We went up to his room. “I’m nervous,” I said.

“About sharing what’s in the box?”

I nodded.

“I can help with that.” Nicholas set the box down and then pulled me into his arms. His lips were on mine, gently coaxing my mouth open. I closed my eyes and just let myself be led by him. My alpha.

Chapter Thirteen

Nicholas

Foreheadstogether,bothofus catching our breath, our kiss getting hotter than I intended, I soaked in all that was Christopher. It felt so right having him here in this room, the one we’d spent so many hours in. Unlike at his house, mine was like walking through a time slip.

The posters were still on the wall from when I was a kid. They had yellowed with age, but they were hanging tough. I had a stack of notebooks on my desk that was from my last semester in the regular school. Even the bedspread and sheets were the same.

Christopher had gotten a little weird when I mentioned the box held his treasures, and that had me doubly curious about what was inside.

“Maybe we should leave the door open.” He gave me a peck. “Otherwise I’m going to want to get you naked, and that’s probably not the best idea.”

“It sounds perfectly fantastic to me.” No one would care what they overheard. We had wolf hearing even in our human forms, and we’d just learned to be polite enough not to say anything. It was either that, or soundproof every room.

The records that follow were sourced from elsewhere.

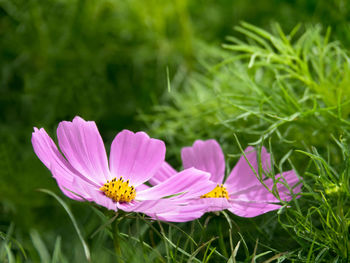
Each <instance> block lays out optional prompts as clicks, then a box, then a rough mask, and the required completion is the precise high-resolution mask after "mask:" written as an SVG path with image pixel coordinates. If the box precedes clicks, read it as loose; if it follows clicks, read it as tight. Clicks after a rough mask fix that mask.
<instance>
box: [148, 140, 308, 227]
mask: <svg viewBox="0 0 350 263" xmlns="http://www.w3.org/2000/svg"><path fill="white" fill-rule="evenodd" d="M245 156H246V158H247V160H248V161H249V163H248V162H247V160H246V159H245V157H244V156H242V157H241V158H240V159H239V161H238V163H237V164H236V166H235V167H234V168H233V170H232V171H231V173H230V175H229V176H228V178H227V179H226V181H225V182H224V175H225V160H224V154H223V152H222V150H221V147H220V145H219V144H218V143H217V142H216V141H215V140H207V141H201V140H197V141H195V142H194V144H193V146H192V147H185V148H183V149H182V152H181V157H182V162H183V166H184V168H185V169H186V168H189V167H194V168H197V169H200V170H202V171H206V172H208V173H210V180H211V181H212V182H214V183H215V184H216V187H215V189H214V190H212V191H210V192H208V193H206V194H205V195H202V196H201V197H200V198H196V199H194V200H193V201H192V202H191V203H190V204H189V205H188V206H187V207H186V209H185V211H184V212H183V213H180V214H181V215H183V214H185V213H186V212H187V211H191V206H194V207H198V206H202V207H203V206H204V207H205V208H204V211H203V213H204V212H210V211H220V210H224V209H228V210H229V211H231V212H232V213H234V214H236V215H238V216H242V217H254V216H258V215H261V214H263V213H266V212H269V211H272V210H276V209H279V208H280V207H281V205H279V204H275V203H279V202H280V200H279V199H278V198H276V197H275V196H274V195H273V194H272V193H271V192H270V191H269V190H267V189H266V187H265V186H264V185H263V184H262V183H261V182H260V180H259V179H258V178H257V176H256V174H258V169H259V168H258V167H259V166H258V160H257V153H256V151H255V150H254V148H253V147H248V148H247V149H246V150H245ZM260 157H261V164H262V170H263V174H262V178H261V179H262V180H263V182H264V184H265V185H266V186H267V187H268V188H269V189H272V188H273V187H274V182H273V180H272V179H271V178H267V177H266V176H265V174H266V173H269V172H270V171H271V158H270V154H269V153H267V151H266V149H265V148H264V147H263V148H262V152H261V155H260ZM249 164H250V165H251V166H250V165H249ZM252 168H253V169H252ZM174 174H176V171H175V170H174V169H173V168H172V167H171V166H170V165H169V164H168V163H166V162H164V163H163V165H162V166H161V168H160V169H159V170H158V172H157V173H156V174H155V176H153V177H152V178H151V179H150V183H151V184H152V185H157V184H159V183H161V182H163V181H164V180H167V178H169V177H170V178H171V176H173V175H174ZM275 178H276V180H278V183H277V184H276V187H277V192H278V193H279V197H280V199H281V200H284V201H290V200H291V199H292V198H293V197H292V194H291V192H290V190H289V189H288V188H287V187H286V185H289V187H290V188H294V190H293V191H294V193H293V194H296V193H299V192H300V190H301V184H299V185H297V183H298V182H299V179H298V177H297V175H296V173H295V172H294V171H293V170H291V171H287V172H284V173H283V174H282V176H281V175H280V174H277V175H276V177H275ZM167 216H173V215H172V214H171V212H167V213H163V214H160V215H157V216H156V217H157V218H159V219H163V220H164V219H166V218H167ZM174 218H175V219H174ZM173 220H176V217H173Z"/></svg>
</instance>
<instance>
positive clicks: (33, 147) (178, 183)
mask: <svg viewBox="0 0 350 263" xmlns="http://www.w3.org/2000/svg"><path fill="white" fill-rule="evenodd" d="M57 138H58V144H59V146H60V149H61V151H62V153H63V155H62V154H61V152H60V151H59V150H58V148H57V147H56V145H55V143H54V142H53V140H52V139H51V138H50V137H49V136H48V135H47V133H46V132H45V130H44V129H43V128H41V129H37V128H34V132H33V134H32V144H33V148H34V151H35V153H36V155H37V156H38V157H39V159H40V160H41V161H42V162H43V163H44V164H45V166H46V167H47V168H48V169H49V170H50V171H51V173H52V174H53V177H54V178H55V179H56V181H57V184H58V186H59V187H60V189H61V190H62V192H63V193H64V194H65V195H66V196H68V197H69V198H72V199H74V200H77V201H91V202H95V203H97V204H99V205H101V206H104V207H106V208H108V209H111V210H115V211H117V210H118V209H121V210H124V211H127V212H131V211H134V212H142V213H145V214H147V215H148V216H150V217H152V218H157V219H160V220H166V221H177V222H184V221H190V220H193V219H196V218H198V217H200V216H201V215H202V214H203V213H204V212H208V211H219V210H223V209H229V210H230V211H231V212H233V213H235V214H237V215H240V216H246V217H251V216H256V215H259V214H262V213H265V212H268V211H271V210H274V209H278V208H279V207H280V205H277V204H270V203H271V202H279V200H278V199H277V198H275V197H274V195H273V194H271V193H270V192H269V191H268V190H267V189H266V188H265V187H264V186H263V185H262V184H261V182H260V181H259V180H258V179H257V177H256V176H255V174H254V172H253V171H252V169H251V168H250V167H249V164H248V163H247V162H246V161H245V159H244V157H243V159H242V158H241V159H240V161H239V162H238V164H237V165H236V167H235V168H234V169H233V171H232V172H231V174H230V176H229V177H228V179H227V180H226V182H225V184H223V185H222V186H221V183H222V181H223V177H224V170H225V162H224V157H223V153H222V151H221V148H220V146H219V145H218V144H217V143H216V141H214V140H209V141H205V142H203V141H196V142H195V144H194V145H193V147H187V148H184V149H183V151H182V159H183V165H184V168H185V170H183V171H181V172H176V171H175V170H174V169H172V168H171V167H170V166H169V165H168V164H167V163H166V162H165V160H164V159H165V145H164V143H163V142H162V141H160V140H157V139H152V138H150V137H149V136H148V135H147V134H146V133H144V132H137V133H133V132H130V131H128V130H123V131H122V132H120V133H118V134H117V136H116V137H115V139H114V140H113V142H112V145H111V150H110V156H109V162H108V160H107V154H106V150H105V147H104V144H103V141H102V138H101V136H100V134H99V132H98V129H97V127H96V124H95V122H92V121H85V120H83V119H82V118H80V117H76V118H74V119H73V121H72V122H67V121H63V122H61V123H60V124H59V126H58V128H57ZM251 150H252V148H248V149H247V150H246V151H249V153H248V152H247V154H246V157H247V159H248V160H249V162H250V163H251V165H252V166H253V168H254V169H255V171H257V167H258V165H257V158H256V153H255V152H254V151H253V152H250V151H251ZM261 160H262V162H263V169H264V171H269V169H270V166H271V165H270V156H269V154H268V153H267V152H266V150H265V149H263V152H262V154H261ZM277 177H278V178H279V179H281V180H283V181H284V183H287V184H289V185H292V184H293V185H294V184H295V183H296V182H297V181H298V178H297V176H296V175H295V173H294V172H293V171H289V172H286V173H284V174H283V176H279V175H278V176H277ZM263 180H265V181H264V182H265V184H266V185H267V186H268V187H272V186H273V181H272V179H266V178H265V177H264V178H263ZM146 182H150V183H151V184H152V185H154V186H153V187H149V186H148V185H146V184H145V183H146ZM224 190H225V191H226V192H225V191H224ZM277 190H278V191H279V193H280V197H281V199H283V200H286V201H288V200H290V199H291V196H290V195H289V193H290V191H289V190H288V188H286V187H285V186H284V185H283V184H281V185H280V184H279V185H278V187H277ZM296 190H297V191H296V192H298V191H300V186H298V187H297V188H296ZM215 193H216V194H219V195H223V197H215V196H214V195H215ZM224 193H225V194H224Z"/></svg>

“Behave.” He stepped around me and sat on my bed, the one he was in when he first discovered that I’d accidentally mated him in the clearing, that those wolves he saw were all human beings most of the time. “I want to show you.”I sat across from him, the box between us.

“I never stopped adding to this, not until you left.” He put the lid to the side, the top side down, forming a little tray. “This is the rock we found by the river the day we tried to go fishing with our homemade fishing poles.” He set the small rock on the box.

Our fishing trip had been doomed from the start. We thought making fishing hooks out of the ties used on the bread bags was a brilliant idea when we added them to our cardboard poles. I grew up in a family of predators, I understood what it took to catch a fish. But even then, I didn’t have the heart to tell him how horrible the plan he was so excited to have come up with was. I was along for the ride, and I would have done anything to continue hanging out with him.

How blind I was to not realize what that was then. Hindsight was twenty/twenty.

“I remember that.” I picked up the rock and held it in my hand. “It was a fun day, but your mom was furious with us.” She didn’t like finding us by the river, sure that one or both of us would drown. And fair enough. We were only seven.

“And this…” He placed a smashed penny on the inverted box lid. “We found this at the old barn.”

We had always been careful not to go near the barn, as it was falling apart. But that one day, we saw a kitten, one who looked far too young to be on its own, and we ventured inside to fetch it. We found more than a kitten, we found an entire litter. We told my mom and she managed to get them all new homes. “Penny the cat.” That’s what we called her because we found this penny trying to fish her out of the crate she had jumped into. “I still think one of our moms should’ve let us keep her.”

“Same.” I added a pet to my mental list of things that I wanted us to have together. We were due.

He dug back in the box, and this time he pulled out a magnet… the one I had on my locker. “When you left, they took or tried to take everything from the school. But they missed this. I snagged it.”

It was a silly tourist magnet from when my family went to the amusement park. There was nothing innately special about it other than it brought back memories. My heart broke for teenage Christopher, who had held on dearly to any shred of our time together.